El Verbano-Cusio-Ossola, mi territorio, es otro hilo que recorre todo este camino. Siempre he tenido por estas montañas, estos lagos y esta comunidad un apego visceral, el tipo de amor que no se explica bien a quien no lo tiene, pero que reconoces enseguida en quien lo comparte. Cuando tuve las herramientas para hacerlo, era casi obvio que las pusiera también a su servicio. Primero con un portal dedicado al senderismo local, luego, desde 2012, co-fundando verbanianotizie.it, que hoy cuenta con más de dos millones de visitantes. Y en paralelo, en silencio, una veintena de sitios web creados gratuitamente para asociaciones locales: deportivas, para ancianos, para niños, para mujeres en dificultad. No lo cuento por presumir, sino porque es parte de quien soy, y porque creo que la tecnología, cuando se encuentra con una comunidad real, puede hacer cosas que ningún algoritmo sabe medir del todo.
Luego, cerrada la larga etapa en la multinacional, llegó la Inteligencia Artificial. No por seguir una moda —y en este campo las modas corren rápido—, sino por una necesidad intelectual genuina. En los últimos dos años he estudiado esta tecnología intentando ir más allá del ruido de fondo y del marketing agresivo que con demasiada frecuencia la envenena con promesas poco realistas. Sentí la necesidad de contar la verdadera IA: la que está hecha de sesgos, de cuestiones éticas, de potencialidades reales pero también de límites precisos y concretos. Primero nació la guía "Una guía práctica para el uso de la inteligencia artificial", escrita junto a mi amigo de siempre Matteo Baccan. Luego, casi por fuerza de gravedad, aitalk.it: no un proyecto con un plan de negocio, sino un diario de a bordo. Un lugar donde filtrar el ruido y ofrecer un poco de claridad a quienes realmente quieren entender, sin dejarse deslumbrar por los focos.

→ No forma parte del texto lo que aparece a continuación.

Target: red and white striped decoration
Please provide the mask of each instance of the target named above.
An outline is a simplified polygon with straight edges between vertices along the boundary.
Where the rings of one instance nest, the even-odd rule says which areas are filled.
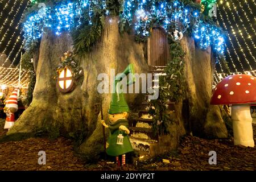
[[[122,166],[125,166],[125,154],[122,155]]]
[[[6,108],[15,108],[18,110],[18,92],[19,89],[16,88],[9,97],[9,99],[6,101]]]

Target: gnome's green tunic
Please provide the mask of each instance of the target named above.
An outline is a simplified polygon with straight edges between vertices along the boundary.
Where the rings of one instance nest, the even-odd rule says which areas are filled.
[[[134,69],[132,64],[129,64],[126,69],[122,73],[125,76],[129,73],[134,73]],[[122,76],[117,76],[114,80],[114,87],[117,88],[117,85],[122,80]],[[130,85],[134,83],[135,79],[132,78],[130,82],[127,82],[127,85]],[[129,113],[130,111],[128,105],[125,101],[123,93],[122,92],[117,92],[115,89],[115,92],[112,94],[112,101],[110,102],[109,114],[113,114],[117,113],[122,113],[124,112]],[[121,125],[123,125],[127,128],[129,127],[128,120],[126,119],[120,119],[117,121],[115,123],[109,122],[109,129],[110,130],[110,135],[108,139],[109,146],[106,150],[108,155],[111,156],[118,156],[126,153],[133,151],[133,147],[128,136],[128,135],[125,133],[124,131],[119,129]],[[123,144],[118,144],[117,142],[117,136],[122,134],[123,136]]]

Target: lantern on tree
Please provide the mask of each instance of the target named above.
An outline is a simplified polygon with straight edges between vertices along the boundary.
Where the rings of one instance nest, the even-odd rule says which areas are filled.
[[[57,87],[63,93],[72,90],[74,80],[71,69],[65,68],[59,72],[57,81]]]

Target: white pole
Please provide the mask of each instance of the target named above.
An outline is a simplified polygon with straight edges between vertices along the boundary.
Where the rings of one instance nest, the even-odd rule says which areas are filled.
[[[17,96],[18,98],[19,98],[19,86],[20,85],[20,76],[21,76],[21,65],[22,65],[22,52],[20,52],[20,60],[19,61],[19,81],[18,81],[18,86],[19,87],[19,89],[18,90],[18,93],[17,93]]]

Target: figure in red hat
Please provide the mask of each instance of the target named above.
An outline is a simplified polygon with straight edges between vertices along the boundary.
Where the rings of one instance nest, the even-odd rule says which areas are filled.
[[[14,113],[18,110],[18,88],[15,88],[10,96],[9,99],[6,101],[5,113],[6,114],[5,129],[10,129],[14,125],[15,120]]]

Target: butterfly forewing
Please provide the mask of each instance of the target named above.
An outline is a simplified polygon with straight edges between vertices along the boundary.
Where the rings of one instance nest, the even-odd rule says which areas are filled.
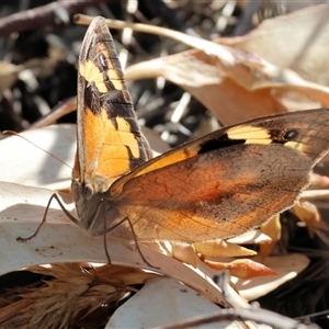
[[[102,178],[101,191],[151,157],[102,18],[92,21],[80,53],[77,134],[76,178],[90,184]]]
[[[103,18],[92,21],[80,52],[77,139],[72,194],[80,226],[101,235],[104,217],[117,217],[102,203],[102,192],[151,158]]]
[[[94,236],[125,218],[112,234],[132,239],[133,227],[139,241],[237,236],[292,206],[329,148],[322,109],[252,120],[150,159],[102,18],[84,37],[78,84],[72,193]]]

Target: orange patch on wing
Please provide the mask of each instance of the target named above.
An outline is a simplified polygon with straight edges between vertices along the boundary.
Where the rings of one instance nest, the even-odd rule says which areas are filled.
[[[129,171],[131,155],[140,157],[138,143],[131,126],[123,117],[116,117],[117,129],[109,120],[106,110],[94,115],[86,111],[86,180],[94,175],[103,177],[109,184]]]

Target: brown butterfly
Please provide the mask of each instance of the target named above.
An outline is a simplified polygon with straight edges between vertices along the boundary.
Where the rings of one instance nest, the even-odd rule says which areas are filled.
[[[294,205],[329,148],[329,110],[252,120],[151,159],[103,18],[79,59],[72,195],[91,236],[138,241],[226,239]],[[57,198],[57,196],[55,196]]]

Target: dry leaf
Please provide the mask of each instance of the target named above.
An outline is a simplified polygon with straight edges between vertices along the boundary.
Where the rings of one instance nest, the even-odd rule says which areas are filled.
[[[230,275],[239,279],[277,275],[274,270],[250,259],[237,259],[231,261],[230,263],[220,263],[209,260],[204,260],[204,262],[214,270],[227,270],[229,271]]]
[[[268,223],[263,224],[261,231],[271,238],[270,242],[260,245],[260,256],[262,262],[264,262],[265,258],[271,253],[281,238],[280,214],[276,214]]]
[[[298,202],[294,206],[296,216],[313,229],[329,230],[327,224],[321,219],[317,207],[310,202]]]

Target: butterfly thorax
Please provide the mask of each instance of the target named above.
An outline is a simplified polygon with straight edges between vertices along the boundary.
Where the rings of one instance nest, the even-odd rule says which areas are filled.
[[[97,192],[92,184],[72,180],[71,184],[80,227],[90,236],[101,236],[121,220],[107,191]],[[106,226],[109,225],[109,227]]]

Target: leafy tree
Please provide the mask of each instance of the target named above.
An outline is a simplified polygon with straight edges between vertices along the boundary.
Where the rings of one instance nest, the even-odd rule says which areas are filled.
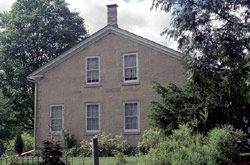
[[[33,129],[34,85],[27,76],[87,37],[65,0],[17,0],[0,14],[0,88],[17,124]]]
[[[15,151],[16,151],[19,155],[20,155],[21,153],[23,153],[24,143],[23,143],[23,139],[22,139],[22,137],[21,137],[21,133],[19,133],[19,134],[16,136],[14,147],[15,147]]]
[[[159,8],[172,12],[171,27],[162,34],[178,41],[188,79],[187,85],[177,87],[172,97],[165,97],[165,103],[173,102],[170,108],[169,105],[164,108],[170,111],[178,105],[178,112],[185,109],[198,113],[205,106],[210,129],[216,124],[230,123],[244,131],[245,140],[250,138],[249,1],[154,0],[152,9]],[[171,89],[167,87],[167,91],[168,88]],[[184,92],[184,101],[179,101],[178,97],[188,89],[196,93]],[[198,106],[192,103],[194,106],[188,109],[186,106],[192,105],[187,102],[190,95],[200,102]],[[164,112],[164,108],[159,109]],[[166,120],[176,122],[169,119]],[[158,117],[153,120],[156,122]]]

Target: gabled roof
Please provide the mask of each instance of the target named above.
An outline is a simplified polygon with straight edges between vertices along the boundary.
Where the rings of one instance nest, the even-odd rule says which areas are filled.
[[[174,57],[177,59],[180,59],[182,57],[182,55],[179,52],[177,52],[173,49],[170,49],[166,46],[163,46],[161,44],[158,44],[158,43],[153,42],[151,40],[148,40],[146,38],[140,37],[136,34],[130,33],[128,31],[120,29],[118,27],[113,27],[111,25],[107,25],[104,28],[102,28],[101,30],[99,30],[96,33],[94,33],[93,35],[91,35],[86,40],[80,42],[76,46],[72,47],[68,51],[61,54],[60,56],[51,60],[50,62],[43,65],[42,67],[38,68],[36,71],[32,72],[30,75],[28,75],[28,77],[27,77],[28,80],[33,81],[33,80],[41,78],[43,76],[43,73],[47,72],[51,68],[57,66],[58,64],[65,61],[66,59],[77,54],[78,52],[82,51],[83,49],[85,49],[89,45],[93,44],[94,42],[98,41],[99,39],[101,39],[101,38],[103,38],[111,33],[116,34],[116,35],[121,36],[121,37],[124,37],[128,40],[137,42],[141,45],[147,46],[147,47],[152,48],[154,50],[157,50],[157,51],[159,51],[163,54],[166,54],[168,56],[171,56],[171,57]]]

Los análisis publicados aquí han encontrado, con placer y cierta sorpresa, la atención de algunas publicaciones del sector: desde Codemotion hasta Tech360, pasando por Mokabyte.
"La vida es lo que pasa mientras estás ocupado haciendo otros planes", lo decía John Lennon, y tenía razón entonces como ahora. El futuro no se deja planificar, y honestamente esta es la parte que encuentro más interesante. No sé qué trayectoria tomará este camino, pero tengo una sincera curiosidad por descubrirlo. Si has encontrado algo aquí que te ha hecho pensar, que te ha encendido una pregunta o incluso que te ha hecho arquear una ceja, escríbeme. Podríamos descubrir que un trozo de esa trayectoria, por un tramo, coincide.
Bienvenido a aitalk.it: aquí no intentamos vender el futuro. Intentamos desmontarlo, pieza por pieza.